La SDJ lui a expliqué qu’à l’heure actuelle, les choix se faisaient toujours en priorité pour France 2. Nous avons évoqué le crash éditorial du 12/13 le 7 janvier sur l’attentat de Charlie Hebdo et les difficultés de diffusion des images de la manifestation du 11 janvier.
La future présidente (qui a posé beaucoup de questions sur le quotidien de la vie de la rédaction) nous a interrogés sur les raisons du ratage et se demande pourquoi sur certains évènements les deux chaînes ne travailleraient-elles pas sur une seule source d’images ?

La SDJ lui a aussi demandé si la nomination d’un directeur commun de l’info n’était pas contradictoire avec la redéfinition « des dynamiques propres de chaque chaîne ».
D. Ernotte a été claire : « Nous n’avons plus les moyens de doublonner, je ne reviendrai pas en arrière ». Et de prendre l’exemple récent et choquant pour elle du procès Karabatic couvert par quatre équipes (France 3 national, France 3 régional, France 2 et le service des sports). D. Ernotte nous a demandé pourquoi un même journaliste ne pourrait pas servir plusieurs antennes.
La SDJ lui a expliqué  les contraintes de fabrication liées aux horaires des éditions, la nécessité d’un angle propre à chaque reportage, la spécialisation des journalistes et la nécessité du pluralisme, même au sein du service public.

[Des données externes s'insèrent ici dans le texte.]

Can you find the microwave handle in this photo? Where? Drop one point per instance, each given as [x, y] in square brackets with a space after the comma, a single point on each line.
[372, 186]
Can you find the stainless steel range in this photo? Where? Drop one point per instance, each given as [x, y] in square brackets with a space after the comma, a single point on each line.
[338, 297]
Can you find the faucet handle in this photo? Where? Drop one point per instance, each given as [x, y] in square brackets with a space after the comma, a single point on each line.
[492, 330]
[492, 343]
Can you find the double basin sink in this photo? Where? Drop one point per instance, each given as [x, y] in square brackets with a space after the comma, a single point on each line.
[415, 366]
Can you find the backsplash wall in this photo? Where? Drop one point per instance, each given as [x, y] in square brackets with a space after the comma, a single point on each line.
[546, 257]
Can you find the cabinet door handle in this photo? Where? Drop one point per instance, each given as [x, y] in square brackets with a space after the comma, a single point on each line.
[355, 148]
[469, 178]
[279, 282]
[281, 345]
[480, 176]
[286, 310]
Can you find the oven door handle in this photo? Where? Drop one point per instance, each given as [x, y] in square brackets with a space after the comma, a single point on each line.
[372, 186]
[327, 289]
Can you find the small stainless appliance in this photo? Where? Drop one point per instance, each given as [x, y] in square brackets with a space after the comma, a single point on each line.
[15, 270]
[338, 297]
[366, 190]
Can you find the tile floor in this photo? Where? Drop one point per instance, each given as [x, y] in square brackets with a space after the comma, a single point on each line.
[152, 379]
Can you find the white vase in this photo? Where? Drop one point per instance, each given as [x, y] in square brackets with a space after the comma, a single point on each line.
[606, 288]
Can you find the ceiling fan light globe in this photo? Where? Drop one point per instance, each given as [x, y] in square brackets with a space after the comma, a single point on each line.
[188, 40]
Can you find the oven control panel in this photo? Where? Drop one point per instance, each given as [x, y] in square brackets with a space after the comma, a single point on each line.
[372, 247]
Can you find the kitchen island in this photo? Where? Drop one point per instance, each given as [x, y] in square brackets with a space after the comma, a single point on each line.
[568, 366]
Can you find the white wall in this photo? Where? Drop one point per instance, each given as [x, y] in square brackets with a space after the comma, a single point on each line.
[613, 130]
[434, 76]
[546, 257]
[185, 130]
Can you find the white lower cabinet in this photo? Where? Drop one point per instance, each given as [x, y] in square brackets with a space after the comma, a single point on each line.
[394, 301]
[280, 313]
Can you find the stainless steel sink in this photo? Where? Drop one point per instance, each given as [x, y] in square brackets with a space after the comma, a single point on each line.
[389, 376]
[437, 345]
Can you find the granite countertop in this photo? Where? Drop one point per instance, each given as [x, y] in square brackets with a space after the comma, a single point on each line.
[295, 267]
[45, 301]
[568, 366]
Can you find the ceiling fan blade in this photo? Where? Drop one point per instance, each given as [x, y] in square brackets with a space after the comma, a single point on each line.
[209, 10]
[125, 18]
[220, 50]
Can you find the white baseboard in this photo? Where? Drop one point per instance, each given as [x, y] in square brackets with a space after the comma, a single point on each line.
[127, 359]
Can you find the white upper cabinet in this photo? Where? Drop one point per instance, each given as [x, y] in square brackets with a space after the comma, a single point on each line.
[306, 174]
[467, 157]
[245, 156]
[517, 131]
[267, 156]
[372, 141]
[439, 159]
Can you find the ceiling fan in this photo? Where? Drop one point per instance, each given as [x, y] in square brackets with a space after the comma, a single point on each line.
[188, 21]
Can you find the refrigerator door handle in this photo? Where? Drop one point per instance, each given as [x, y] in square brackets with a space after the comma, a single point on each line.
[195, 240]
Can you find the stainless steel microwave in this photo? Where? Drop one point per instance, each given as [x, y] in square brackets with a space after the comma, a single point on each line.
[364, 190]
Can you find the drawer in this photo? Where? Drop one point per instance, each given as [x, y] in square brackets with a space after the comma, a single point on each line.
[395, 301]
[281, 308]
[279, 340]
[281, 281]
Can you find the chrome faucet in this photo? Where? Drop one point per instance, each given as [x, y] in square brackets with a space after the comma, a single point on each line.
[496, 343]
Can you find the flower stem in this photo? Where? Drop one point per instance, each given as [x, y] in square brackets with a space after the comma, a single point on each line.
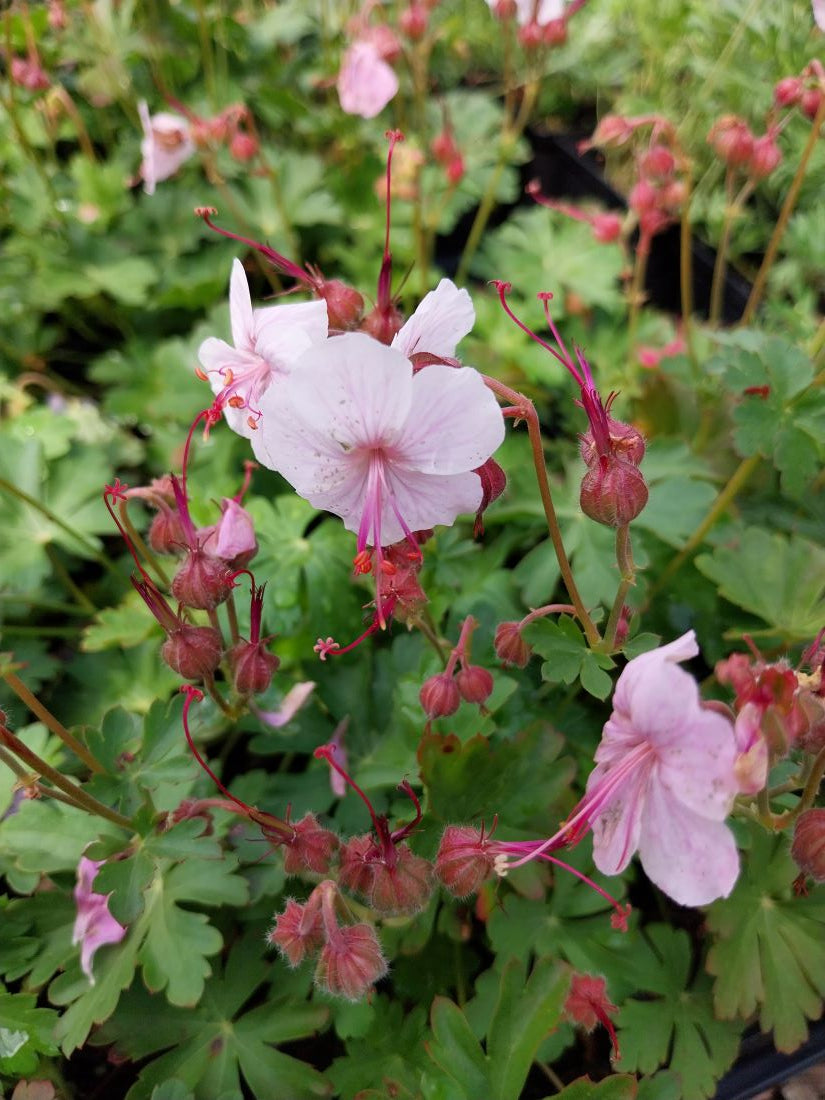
[529, 415]
[80, 798]
[48, 719]
[736, 482]
[790, 202]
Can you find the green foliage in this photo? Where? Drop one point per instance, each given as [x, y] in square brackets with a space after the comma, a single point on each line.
[768, 955]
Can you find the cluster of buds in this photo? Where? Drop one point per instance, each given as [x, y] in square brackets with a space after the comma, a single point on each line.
[441, 694]
[613, 490]
[754, 157]
[805, 91]
[349, 956]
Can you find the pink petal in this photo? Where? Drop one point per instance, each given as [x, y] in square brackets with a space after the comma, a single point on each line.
[692, 859]
[443, 317]
[365, 84]
[455, 424]
[240, 309]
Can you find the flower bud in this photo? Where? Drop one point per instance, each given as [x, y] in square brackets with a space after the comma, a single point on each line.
[606, 228]
[201, 582]
[298, 931]
[414, 21]
[311, 847]
[193, 651]
[252, 667]
[474, 683]
[463, 859]
[166, 532]
[350, 963]
[732, 140]
[788, 91]
[810, 101]
[440, 696]
[613, 492]
[658, 161]
[404, 888]
[765, 158]
[556, 32]
[510, 646]
[809, 844]
[243, 146]
[344, 305]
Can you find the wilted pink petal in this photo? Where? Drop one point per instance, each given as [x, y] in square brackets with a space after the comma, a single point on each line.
[365, 84]
[289, 705]
[166, 145]
[95, 926]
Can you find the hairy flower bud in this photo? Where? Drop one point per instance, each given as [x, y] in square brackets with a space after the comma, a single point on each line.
[166, 532]
[510, 646]
[201, 582]
[298, 931]
[474, 683]
[252, 667]
[311, 847]
[403, 888]
[809, 844]
[463, 859]
[440, 696]
[351, 961]
[613, 492]
[193, 651]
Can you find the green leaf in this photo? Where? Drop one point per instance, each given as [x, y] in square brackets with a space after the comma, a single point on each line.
[769, 954]
[677, 1025]
[524, 1015]
[779, 579]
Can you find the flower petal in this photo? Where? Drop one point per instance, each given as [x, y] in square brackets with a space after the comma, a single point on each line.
[443, 317]
[692, 859]
[454, 424]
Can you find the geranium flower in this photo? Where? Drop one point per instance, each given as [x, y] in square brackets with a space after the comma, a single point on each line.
[267, 342]
[664, 781]
[365, 84]
[95, 926]
[166, 145]
[359, 432]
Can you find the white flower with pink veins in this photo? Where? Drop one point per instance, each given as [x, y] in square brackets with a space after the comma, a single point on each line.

La SDJ lui a demandé sa définition de « la dynamique propre » de  France 3, concernant l’information.
 
Pour D. Ernotte, France 3 est une chaîne « plus ancrée dans la vie des français ». Elle doit « rendre compte de la richesse des territoires ».
La future présidente veut « regrouper France 3 régional et national » car pour elle, « la chaîne manque de prises d’antenne évènementielles et de décrochages régionaux, d’autant qu’il y a de bons journalistes en région ».

La SDJ note avec satisfaction que la future présidente est intéressée par notre proposition éditoriale de "proximité citoyenne" et par un rapprochement avec les rédactions régionales, dont la précédente direction nous avait coupés.


D. Ernotte y voit bien la « dynamique propre » de France 3.


La SDJ lui a fait remarquer que cette ligne éditoriale de la 3 davantage tournée vers les territoires sera en pratique difficilement compatible avec une fusion des rédactions nationales de F3 et de F2…

La SDJ l’a interrogée sur le projet de chaîne Tout Info.

D. Ernotte a confirmé qu’elle veut une chaîne Tout Info dès septembre 2016 qui puisse être regardée sur nos smartphones. « Il faut aller chercher les gens qui ne regardent plus la télé et le mode de consommation le plus courant c’est le téléphone ». Pour autant, le mode de diffusion, box ou TNT, sur un nouveau canal ou un existant, reste à définir. « Cette chaîne ne copiera pas BFM et présentera les caractéristiques du service public ».

La SDJ a demandé quelle rédaction y travaillera. « Il n’est pas question de faire une rédaction à part mais d’utiliser la puissance de toutes les rédactions de France Télévisions. Je vais regarder comment on peut arriver à cette organisation au quotidien ».

Enfin, D. Ernotte nous a indiqué qu’elle souhaitait aller à la rencontre des salariés de France Télévisions et qu’elle viendrait nous voir dans la rédaction.

A n’en pas douter, D. Ernotte arrive avec un grand projet : une chaîne Tout Info sur nos smartphones qui va bouleverser l’organisation de l’info sur France Télévisions et dont la fusion des rédactions est le premier maillon."


La banane, la pêche, le melon avec un soupçon d'Orange...voilà une salade de fruit qui risque fort de ne pas passer.